Vacaciones en Navarra


Selva de Irati

En el mes de julio, pasamos una semana en Navarra, en el Valle de Salazar. El mal tiempo nos obligó a movernos hacia La Ribera, en busca de un poco de sol y calor.

Disfrutamos de una generosa oferta del Gobierno de Navarra: Navarra te recibe gratis. Si te alojas en uno de los establecimientos que participa en la campaña, te hacen un 20 por ciento de descuento, y te beneficias de unos bonos con los que adquieres descuentos en restaurantes, museos y monumentos adscritos a la oferta.

domingo, 8 de mayo de 2011

Gaudí y La Sagrada Familia

La Pedrera. Paseo de Gracia

Siempre me ha gustado Gaudí, desde la primera vez que visité Barcelona hace más de veinte años con mis padres y con mis hermanas. Me parece un genio de la creatividad y de la imaginación; totalmente original y moderno. Modernidad que sigue siendo actual casi cien años después de que discurriese sus obras.

Hemos visitado La Sagrada Familia, y no nos ha defruadado este proyecto tan ambicioso que, como las grandes catedrales medievales, tardará décadas en concluirse.
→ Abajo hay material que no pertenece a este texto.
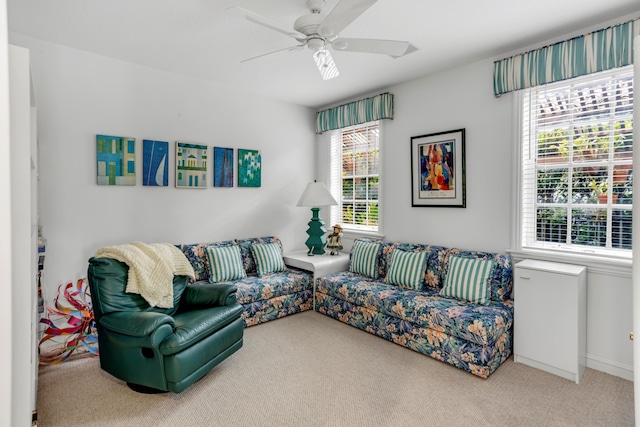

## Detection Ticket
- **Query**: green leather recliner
[88,257,244,393]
Él lo sabía, y, se preocupó de instruir muy bien a sus colaboradores para que transmitieran sus ideas a las futuras generaciones.

Dice un ingeniero que conozco que a él  le da la impresión de estar dentro de una obra de Calatrava , más que de una catedral. De hecho, Gaudí, quería superar la idea del gótico que transmite todos los esfuerzos a los laterales (contrafuertes) haciendo trabajar a las columnas verticalmente, por compresión, fundamentalmente. Si uno de estos contrafuertes sufriese algún daño, la estructura de todo el edificio podía verse seriamente dañada. Por eso, Gaudí, diseñó unas cúpulas en forma de cuello de botella que pudiesen sostenerse por sí mismas.
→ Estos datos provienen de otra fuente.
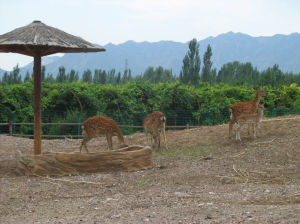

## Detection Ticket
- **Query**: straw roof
[0,21,105,56]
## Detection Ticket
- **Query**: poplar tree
[201,45,212,84]
[179,38,201,85]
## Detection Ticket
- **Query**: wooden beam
[33,51,42,155]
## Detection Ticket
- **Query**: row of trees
[0,39,300,87]
[0,81,300,134]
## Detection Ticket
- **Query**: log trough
[0,145,155,176]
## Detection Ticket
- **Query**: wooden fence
[0,121,192,138]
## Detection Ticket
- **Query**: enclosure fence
[0,108,300,138]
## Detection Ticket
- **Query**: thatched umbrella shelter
[0,21,105,155]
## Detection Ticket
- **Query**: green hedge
[0,82,300,135]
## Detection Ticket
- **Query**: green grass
[153,146,215,159]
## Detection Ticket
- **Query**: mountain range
[0,32,300,77]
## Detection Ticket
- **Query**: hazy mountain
[2,32,300,76]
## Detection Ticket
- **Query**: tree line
[0,81,300,134]
[0,39,300,87]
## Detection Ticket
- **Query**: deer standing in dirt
[229,87,267,138]
[80,116,127,152]
[144,111,167,148]
[235,104,265,141]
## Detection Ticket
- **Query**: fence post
[12,111,16,135]
[271,108,275,117]
[9,120,12,136]
[77,112,81,138]
[207,111,210,126]
[186,124,190,129]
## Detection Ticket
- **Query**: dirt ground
[0,116,300,224]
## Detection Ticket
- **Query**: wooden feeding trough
[0,145,155,176]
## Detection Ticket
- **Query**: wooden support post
[33,52,42,155]
[9,121,12,136]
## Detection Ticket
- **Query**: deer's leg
[153,133,158,148]
[162,127,168,148]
El material que eligió fue el hormigón armado; se supone que para soportar los esfuerzos derivados de la forma arborescente en que se abren las columnas hacia las cúpulas. Como contesta otro ingeniero al primero que he mencionado, el mérito de las catedrales góticas está en haberlas construido con piedra y argamasa; no deben compararse ambas construcciones, separadas por tantos siglos, y por materiales totalmente distintos.
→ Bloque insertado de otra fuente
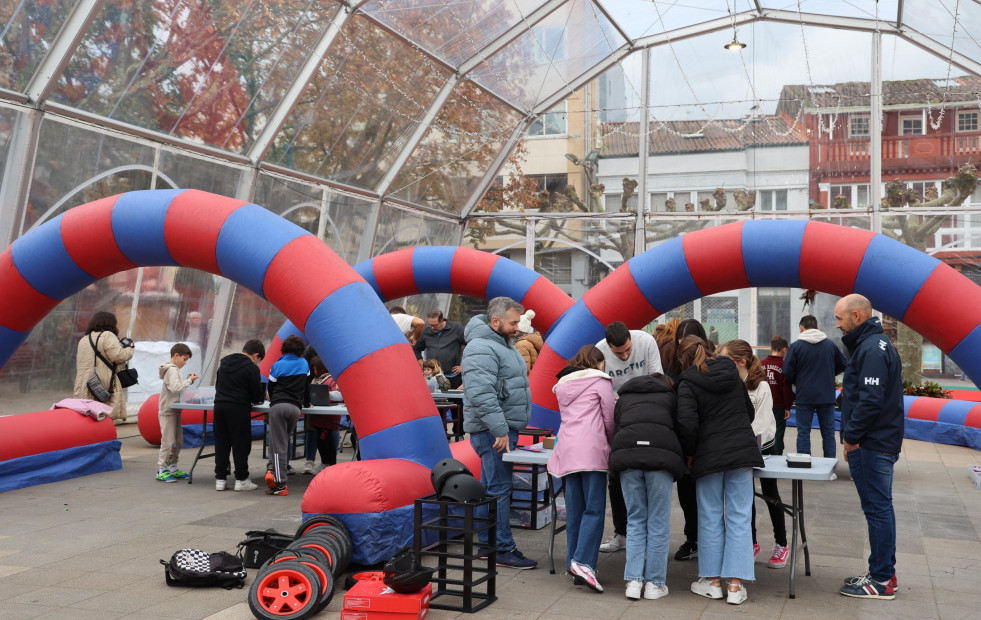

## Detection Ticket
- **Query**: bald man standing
[835,294,904,600]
En el museo que se encuentra en el sótano de La Sagrada Familia, antiguo taller del maestro Gaudí, se puede ver el particular método que ingenió Gaudí para diseñar las estructuras. Consistía en en colgar saquitos de cuerdas, y, luego ver reflejada en un espejo la estructura.

Dejando la parte técnica aparte, que, aunque no soy ninguna entendida, me parece muy interesante, no hay que olvidar, que Gaudí diseñó un edificio religioso del pueblo y para el pueblo, en el que la espiritualidad, la Palabra y Dios están muy presentes. En la actualidad, se accede al edificio por el Pórtico de la Pasión, el último que se ha concluido, enfrente del Pórtico del Nacimiento.  En ambos, se representa la vida de Cristo por medio de imágenes escultóricas, a la manera que los antiguos imagineros instruíana al pueblo analfabeto. La entrada principal, todavía sin hacer, es la de la Gloria, la que destinó Gaudí a las grandes preguntas y a las grandes respuestas del creyente. Por eso, al entrar, se ve en lo alto de la cúpula sobre el altar mayor, el triángulo dorado de la Santísima Trinidad. A la salida de este pórtico, se ha esculpido un Padrenuestro enorme que se puede ver ya.

Para él, era también muy importante la acústica tanto de la Palabra de Dios, como de las voces del coro (pensado para mil voces, y no me acuerdo cuántos órganos), y de la música. El Evangelio cierra las columnas principales del Altar Mayor, con los símbolos de los cuatro evangelistas.

Me comentaba una amiga de Barcelona que se trata del monumento más visitado de la ciudad, y el segundo más visitado en España, después de La Alhambra de Granada. Por eso, si alguien está interesado en visitarla, es muy recomendable la  venta anticipada de entradas.

Si la visita no se alarga demasiado, es adecuada para realizarla con los niños, a los que les encanta la audioguía, ya que el espacio es muy amplio y no deja a nadie indeferente. Es divertido ver con ellos las distintas figuras y esculturas distribuidas por todo el templo.